DOĞA, TANRI, DİN, PEYGAMBER, İNANÇ, SİYASİ LİDER, SOSYALİZM, KOMÜNİZM VE KİŞİLERE SAPLANTILI ŞEKİLDE BAĞLILIK, YA DA ONU SÜREKLİ AZİZLEYEREK ANMAK, O TOPLUM VE BİREYİN DÜŞÜNCESİNİN GELİŞMEDİĞİNİ GÖSTERDİĞİ GİBİ YETERLİ KÜLTÜRDEN EKSİK, NİTELİKSİZ OLUNDUĞUNUN EN SOMUT İFADESİDİR.
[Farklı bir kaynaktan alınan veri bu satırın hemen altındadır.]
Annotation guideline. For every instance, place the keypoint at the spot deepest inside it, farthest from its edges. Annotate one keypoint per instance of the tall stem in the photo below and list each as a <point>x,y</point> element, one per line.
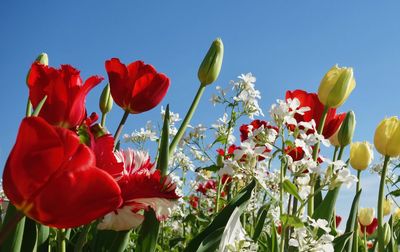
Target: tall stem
<point>120,126</point>
<point>315,157</point>
<point>28,111</point>
<point>187,119</point>
<point>381,235</point>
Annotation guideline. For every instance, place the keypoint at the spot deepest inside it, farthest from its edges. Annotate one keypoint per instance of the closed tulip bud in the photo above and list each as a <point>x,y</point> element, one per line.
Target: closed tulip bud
<point>387,207</point>
<point>366,216</point>
<point>336,86</point>
<point>361,155</point>
<point>212,62</point>
<point>346,131</point>
<point>106,100</point>
<point>387,137</point>
<point>42,59</point>
<point>396,214</point>
<point>387,233</point>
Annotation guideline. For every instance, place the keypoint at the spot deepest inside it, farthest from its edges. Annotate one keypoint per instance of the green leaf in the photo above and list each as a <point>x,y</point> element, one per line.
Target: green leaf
<point>352,220</point>
<point>148,234</point>
<point>327,206</point>
<point>222,218</point>
<point>395,193</point>
<point>13,239</point>
<point>30,235</point>
<point>290,188</point>
<point>211,242</point>
<point>260,222</point>
<point>292,221</point>
<point>339,243</point>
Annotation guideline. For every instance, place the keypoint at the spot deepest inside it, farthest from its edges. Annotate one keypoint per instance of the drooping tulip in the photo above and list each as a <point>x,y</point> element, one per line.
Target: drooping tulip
<point>336,86</point>
<point>387,137</point>
<point>52,178</point>
<point>137,87</point>
<point>142,185</point>
<point>333,120</point>
<point>361,155</point>
<point>66,94</point>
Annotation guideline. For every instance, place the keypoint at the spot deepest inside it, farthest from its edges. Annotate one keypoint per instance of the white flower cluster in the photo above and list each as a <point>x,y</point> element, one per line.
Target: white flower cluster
<point>306,238</point>
<point>248,95</point>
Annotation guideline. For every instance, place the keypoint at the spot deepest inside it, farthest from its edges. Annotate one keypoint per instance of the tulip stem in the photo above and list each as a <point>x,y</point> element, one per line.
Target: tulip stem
<point>315,157</point>
<point>120,126</point>
<point>187,119</point>
<point>381,234</point>
<point>28,108</point>
<point>103,119</point>
<point>61,240</point>
<point>9,226</point>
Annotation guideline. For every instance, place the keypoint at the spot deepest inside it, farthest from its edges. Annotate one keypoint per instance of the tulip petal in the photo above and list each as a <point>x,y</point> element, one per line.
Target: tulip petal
<point>52,178</point>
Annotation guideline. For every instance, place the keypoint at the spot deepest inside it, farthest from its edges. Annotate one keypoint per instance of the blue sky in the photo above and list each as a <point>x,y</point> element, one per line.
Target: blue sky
<point>285,44</point>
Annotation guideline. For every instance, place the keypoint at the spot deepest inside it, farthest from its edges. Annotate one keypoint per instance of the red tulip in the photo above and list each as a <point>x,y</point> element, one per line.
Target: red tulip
<point>137,87</point>
<point>333,120</point>
<point>65,103</point>
<point>52,178</point>
<point>142,186</point>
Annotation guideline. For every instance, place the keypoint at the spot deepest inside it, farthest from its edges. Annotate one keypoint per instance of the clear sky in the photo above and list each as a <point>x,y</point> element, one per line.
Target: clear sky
<point>285,44</point>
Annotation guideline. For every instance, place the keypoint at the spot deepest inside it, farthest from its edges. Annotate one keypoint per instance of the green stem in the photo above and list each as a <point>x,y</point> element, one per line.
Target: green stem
<point>28,108</point>
<point>103,119</point>
<point>218,195</point>
<point>381,234</point>
<point>186,121</point>
<point>355,233</point>
<point>315,157</point>
<point>61,240</point>
<point>120,126</point>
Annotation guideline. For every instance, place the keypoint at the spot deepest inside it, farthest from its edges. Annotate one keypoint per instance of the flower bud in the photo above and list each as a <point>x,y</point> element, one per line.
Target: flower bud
<point>106,100</point>
<point>346,131</point>
<point>212,62</point>
<point>366,216</point>
<point>336,86</point>
<point>361,155</point>
<point>387,137</point>
<point>42,59</point>
<point>387,234</point>
<point>387,207</point>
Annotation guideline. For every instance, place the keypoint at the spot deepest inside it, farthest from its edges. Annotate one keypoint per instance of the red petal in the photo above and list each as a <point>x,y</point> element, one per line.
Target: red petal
<point>51,177</point>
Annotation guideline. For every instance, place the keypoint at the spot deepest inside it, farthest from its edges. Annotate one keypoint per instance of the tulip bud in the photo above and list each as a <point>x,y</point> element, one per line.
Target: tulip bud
<point>212,62</point>
<point>396,214</point>
<point>387,137</point>
<point>366,216</point>
<point>336,86</point>
<point>346,131</point>
<point>387,234</point>
<point>361,155</point>
<point>106,100</point>
<point>387,207</point>
<point>42,59</point>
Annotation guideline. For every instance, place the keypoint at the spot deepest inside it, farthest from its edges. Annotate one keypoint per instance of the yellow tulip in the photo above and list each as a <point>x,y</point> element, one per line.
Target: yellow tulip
<point>336,86</point>
<point>387,207</point>
<point>366,216</point>
<point>361,155</point>
<point>387,137</point>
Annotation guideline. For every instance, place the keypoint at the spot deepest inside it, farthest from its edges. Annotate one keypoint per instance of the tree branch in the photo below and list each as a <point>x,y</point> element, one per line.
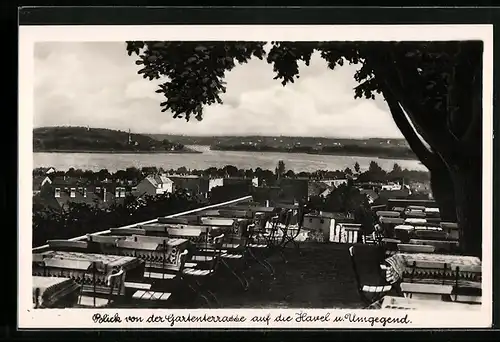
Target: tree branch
<point>428,158</point>
<point>385,69</point>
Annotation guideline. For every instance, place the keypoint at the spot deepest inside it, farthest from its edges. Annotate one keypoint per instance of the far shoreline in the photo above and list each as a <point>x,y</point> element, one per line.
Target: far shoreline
<point>117,152</point>
<point>199,152</point>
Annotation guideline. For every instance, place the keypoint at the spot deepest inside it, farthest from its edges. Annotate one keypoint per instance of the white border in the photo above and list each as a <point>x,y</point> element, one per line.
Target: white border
<point>81,318</point>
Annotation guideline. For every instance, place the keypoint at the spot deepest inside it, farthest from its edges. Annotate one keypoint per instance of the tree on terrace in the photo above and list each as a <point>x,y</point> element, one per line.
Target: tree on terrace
<point>433,90</point>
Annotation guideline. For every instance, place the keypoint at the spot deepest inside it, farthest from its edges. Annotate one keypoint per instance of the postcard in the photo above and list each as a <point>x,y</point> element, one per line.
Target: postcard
<point>255,176</point>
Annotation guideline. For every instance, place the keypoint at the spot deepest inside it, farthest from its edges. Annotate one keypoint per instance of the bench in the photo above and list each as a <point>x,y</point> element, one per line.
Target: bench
<point>151,295</point>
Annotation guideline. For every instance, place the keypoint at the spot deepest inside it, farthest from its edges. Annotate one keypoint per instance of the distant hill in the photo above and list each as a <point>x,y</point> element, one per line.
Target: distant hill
<point>98,140</point>
<point>278,141</point>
Bu yüzdendir ki Türkiye gibi toplumlarda sürekli ideolojik ya da dinsel kutuplaşma ve çatışmalar, en acımasız şekilde devam ediyor. Tüm bunların nedeni, bilimsel metoda dayalı temel eğitim ve genel kültüre sahip olunmayışıdır. Ve psikolojik olarak saplantılı bağlılıkla, mevcut kültürel boşluğu doldurma çabası, her türlü çatışma, didişme ve başarısızlığı getirmektedir.
ÖRNEĞİN: Dine, Marksizm’e, Peygambere, Devlete, Atatürk’e, Chegovera’ya, Öcalan’a, Deniz, İbo ve Mahirlere söz söyletmeyecek şekilde bağlılıklar, bizim gibi toplumların kültürel olarak dünyanın çok gerisinde olduğumuzu açık şekilde ortaya koyuyor. En kutsalını eleştirmeyen veya eleştirilmesine tahammül etmeyen kişi ve siyasi düşünceler, Marksizmi yutmuş olsa bile ciddi bir niteliksiziğin içerisinde boğulmuşluktur. Yüzyıldır ortaya çıkan başarısızlıklar bunu kanıtlayama yetiyor.
Her konuşmamızın başında sürekli eleştirdiğimiz Kapitalist Avrupa’ya baktığımızda, şu gerçeği herkes biliyor ve şahit olmuştur. Herhangi bir kişi ya da siyasi düşüncenin, Avrupalıların değer ve kutsallarını eleştirdiğinde, buna yasak getirecek basitliğe tenezur etmemeleri neyin sonucudur? İstisnaların dışında Avrupalı toplumların siyasi, ekonomik ya da inançsal en ufak ideolojik çatışmaları yaşamamaları, topluma gerçeğe yakın bilimsel bir eğitim ve kültürü vermelerinin sonucudur. Bunun başka bir sihri yoktur. Türkiye gibi toplumlarda ise sosyalistlerde; dinciler gibi saplantılı bir bağlılığın batağından henüz çıkmış değiller. Bu bataklıktan çıkılmadığı sürece, hiçbir zaman gerçek amaca ulaşamayacağı artık görülmelidir.